Our economic situation will only get worse before it gets better… even President-elect Barack Obama will tell you that. But with a plan to get the economy moving again, Obama recovery efforts are, at least, in the works.
Yep, in an effort to revitalize the U.S. economy and put millions back to work, Obama is vowing to invest heavily in the country’s infrastructure, which could rain millions of dollars on energy-efficient buildings, roads, bridges, schools, sewer systems, mass transit, and electrical grids.
"We need action — and action now," said the president-elect after Friday’s posted loss of 533,000 jobs, sending the unemployment rate to a 15-year high. "The key for us is making sure that we jump-start that economy in a way that doesn’t just deal with the short term, doesn’t just create jobs immediately, but also puts us on a glide path for long-term, sustainable economic growth."
With that in mind, you’d be foolish not to invest in the very infrastructure stocks that could benefit… especially beaten down stocks like:
- Fluor (FLR), which fell from hundred dollar highs to less than $50, is one of the largest engineering, construction, and maintenance companies in the world.
- Foster Wheeler (FWLT), which plummeted from $80 to less than $20…
- Shaw Group (SGR), which fell from about $70 to $12…
- URS Corporation (URS), which fell from about $55 to less than $20…
- KBR (KBR), which fell from $40 highs to about $10…
- Even Mexico’s Cemex (CX) jumped on hopes that infrastructure investment plans would translate into higher sales for the U.S. cement supplier.
Sure, each of them has already run a bit on the news. But there’s still further upside for them all, as a direction-less economy hopes to find direction with Obama.
But do keep in mind that the infrastructure plan won’t happen overnight. It’s only in the works right now. But here are two ways to fully maximize long-term gains.
How to Buy LEAP Options… and Maximize Your Gains…
There are two ways to fully maximize your potential gains. One is to buy the underlying stock in each, diversifying your portfolio. Another is to buy long-term options LEAPS.
Sure, options aren’t for some of you. Some don’t have the interest. Others just don’t know enough about them. But, as Options Trading Pit readers will tell you, options are not difficult to master.
In fact, here are some the basics to investing in option LEAPS.
Say you’re anticipating an advance in the price of a stock option over the next two years, but don’t want exposure to time decay issues.

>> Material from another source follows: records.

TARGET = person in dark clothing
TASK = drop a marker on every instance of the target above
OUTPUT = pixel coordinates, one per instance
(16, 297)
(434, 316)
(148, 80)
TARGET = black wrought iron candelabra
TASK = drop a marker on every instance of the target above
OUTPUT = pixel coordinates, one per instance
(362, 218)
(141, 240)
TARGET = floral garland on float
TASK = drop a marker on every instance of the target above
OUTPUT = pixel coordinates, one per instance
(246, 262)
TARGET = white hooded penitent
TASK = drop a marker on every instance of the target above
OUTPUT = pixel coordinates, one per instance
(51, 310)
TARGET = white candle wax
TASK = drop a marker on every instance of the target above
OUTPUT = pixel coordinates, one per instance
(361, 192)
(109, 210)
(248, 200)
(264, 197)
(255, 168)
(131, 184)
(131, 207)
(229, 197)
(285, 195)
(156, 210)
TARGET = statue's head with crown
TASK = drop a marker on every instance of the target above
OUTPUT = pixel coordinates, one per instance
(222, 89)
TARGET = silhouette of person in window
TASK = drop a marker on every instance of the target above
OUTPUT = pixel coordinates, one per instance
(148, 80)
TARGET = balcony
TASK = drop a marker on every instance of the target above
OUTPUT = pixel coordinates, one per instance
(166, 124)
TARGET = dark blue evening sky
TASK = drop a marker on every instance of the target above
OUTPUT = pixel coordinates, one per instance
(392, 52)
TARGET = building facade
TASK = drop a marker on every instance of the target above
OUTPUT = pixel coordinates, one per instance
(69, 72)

Say stock ABC, as of December 2007, is trading at $60 a share, and a two-year LEAPS call with a strike price of $60 is trading at $5. You could buy five of these LEAPS call contracts for $2,500, (initial cost $5) x # of shares in an options contract (100 x 5 contracts equals $2,500).
These five calls now give you the right to buy 500 shares of ABC between now and expiration at $60, no matter how high the stock rises. Your break-even point would be $65, or the strike price plus the premium paid.

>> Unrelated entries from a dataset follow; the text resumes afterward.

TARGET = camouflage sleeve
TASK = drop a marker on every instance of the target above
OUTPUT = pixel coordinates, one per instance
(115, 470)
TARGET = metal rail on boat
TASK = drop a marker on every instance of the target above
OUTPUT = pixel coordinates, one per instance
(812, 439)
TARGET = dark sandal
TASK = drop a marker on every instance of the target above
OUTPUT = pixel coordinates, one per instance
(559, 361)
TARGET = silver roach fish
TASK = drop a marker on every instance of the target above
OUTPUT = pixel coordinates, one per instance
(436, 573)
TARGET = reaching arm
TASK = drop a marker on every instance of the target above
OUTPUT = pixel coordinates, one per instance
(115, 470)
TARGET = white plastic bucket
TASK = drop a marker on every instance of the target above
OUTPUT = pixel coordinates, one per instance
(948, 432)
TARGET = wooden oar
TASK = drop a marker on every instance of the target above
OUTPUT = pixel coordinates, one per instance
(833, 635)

Now, say your LEAPS, with a strike price of $60, soars to $75 by expiration. You have two options: You can exercise the five call contracts and own the stock by paying $60 a share, or you can exit the LEAPS position for a gain. If at the time of expiration, the stock traded at $75, you’d have a gain of about $7,500 (five contracts multiplied by 100 minus the total of your cost per contract, multiplied by the price increase of, in this case, 15).
Now, remove the premium you paid ($5) and multiply that by the number of contracts (again multiplied by 100, which gives you your contract price), which comes out to $2,500.

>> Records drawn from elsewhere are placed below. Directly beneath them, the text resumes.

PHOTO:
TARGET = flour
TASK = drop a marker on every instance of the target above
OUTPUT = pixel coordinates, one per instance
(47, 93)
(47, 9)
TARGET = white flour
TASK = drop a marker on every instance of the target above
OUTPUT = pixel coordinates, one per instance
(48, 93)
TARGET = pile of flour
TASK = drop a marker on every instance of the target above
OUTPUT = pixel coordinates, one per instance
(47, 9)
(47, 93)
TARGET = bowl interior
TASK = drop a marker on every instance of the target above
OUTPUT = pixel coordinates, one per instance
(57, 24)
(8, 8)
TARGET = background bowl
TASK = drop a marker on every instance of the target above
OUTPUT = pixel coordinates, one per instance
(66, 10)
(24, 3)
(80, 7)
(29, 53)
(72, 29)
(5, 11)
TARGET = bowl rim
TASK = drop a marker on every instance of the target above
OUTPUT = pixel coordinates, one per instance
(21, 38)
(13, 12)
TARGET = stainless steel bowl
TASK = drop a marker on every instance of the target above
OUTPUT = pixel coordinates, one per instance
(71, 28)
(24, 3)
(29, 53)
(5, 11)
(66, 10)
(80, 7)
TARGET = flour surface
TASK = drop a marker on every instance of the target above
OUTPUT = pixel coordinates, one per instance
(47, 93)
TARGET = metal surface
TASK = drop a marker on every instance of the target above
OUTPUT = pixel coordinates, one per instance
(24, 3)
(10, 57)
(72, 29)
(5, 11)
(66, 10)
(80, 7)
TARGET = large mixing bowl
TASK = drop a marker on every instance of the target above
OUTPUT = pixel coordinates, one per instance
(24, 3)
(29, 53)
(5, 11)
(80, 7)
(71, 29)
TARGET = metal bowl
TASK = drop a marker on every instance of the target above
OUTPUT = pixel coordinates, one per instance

After removing the premium paid, your total profit would be $5,000, or about 200%. Had you bought the underlying stock at $60 and rode it to $75, you’d only have a gain of about 25%.
Confused? Take your time. It’s very easy once you get the hang of it. Here’s the profit difference when you exit the LEAPS call, as compared to exiting the stock.
Exit 5 LEAPS ABC 5 Call
Initial Cost ($5) x # of shares in contract (100) = $500
Cost ($5) x # of shares in contract (100) x exit price ($15) = $7,500
Profit before commission and removing premium = $7,500
Exit 500 shares of ABC at $60
Initial Cost = $30,000
If the stock rises to $75, you’re profit is $7,500 (does not include commission).
LEAPS Investing: Advantageous Leverage
LEAPS cost only a fraction of owning a stock. And they’ve been known to rocket higher as the underlying price moves. Say you own a $50 stock, and it goes up $5. Your gain is 10%. But say you own the January 50 calls, for example, at $1 and the stock went up $5. You could now be sitting on 400% gains.
That’s how you maximize your potential gains. Not by worrying about time decay, or making scant gains from holding overpriced stocks.
- Your risk is known.
- You can buy LEAPS calls if you think a stock is rising. You can buy LEAPS puts if you think a stock is heading lower. There’s a lack of time decay.
- You can play "big picture" trends, using commodities such as gold. Say the dollar gets weaker. Investors run to gold as a safe haven, and you own the XAU LEAPS that’ll leverage your gains when gold moves in "your" direction.